When the stillness was too much to bear, I would leave my apartment for a nighttime walk through the Ville. I took a liking to watching people through the window at Renato, or sitting near the Chester Road overpass as cars loudly pressed past me. And when I’d become too tired to care for even the subtle stimulations of Swarthmore’s main street, I’d stumble home and into bed. 

Eventually, I built a ritual to acknowledge night’s hastening arrival. After work but before complete darkness, I would spend some time outside or near a window, standing in the midst of the day’s fading light. I returned always to a primal reassurance: even if I knew nothing else, I knew at least that the sun would rise again on a fresh, new day. Tomorrow there would be energy, tomorrow there would be time, tomorrow there would be light. It wasn’t lost on me that what I was building was a ritual towards hope, but it wasn’t exactly hope for anything specific, just a quotidien optimism that time continues, having similar effects tomorrow as it did today. 

I write this entry not to lean too directly into the depths of melodrama, though I’d argue that it’s not always such an unpleasant place to be. We can give ourselves no better freedom than the allowance to feel our fullest feelings. There, we learn to love our deepest parts. 

Through the long winter shadowed by the pandemic, I learned how to be a more-whole person. We are told by many that college will have this effect on us, but it took me a year outside of academic pursuits to realize what I was missing.

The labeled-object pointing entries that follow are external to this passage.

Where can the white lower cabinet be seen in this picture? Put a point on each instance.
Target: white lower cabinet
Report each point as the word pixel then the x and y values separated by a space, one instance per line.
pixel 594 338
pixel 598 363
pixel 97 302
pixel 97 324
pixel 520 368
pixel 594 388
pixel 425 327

Now I see myself comfortably as my own company and my own sustainer.

Again, the days will grow shorter; I think we can already feel it. But we are responding with a special type of physical closeness that I suppose we’ve all been missing. We no longer hesitate to embrace one another, we tell each other to sleep well, and we answer the “how are you doing?”s with more attention to detail, more care for the emotional worlds we’ve each been wandering for the last eighteen months.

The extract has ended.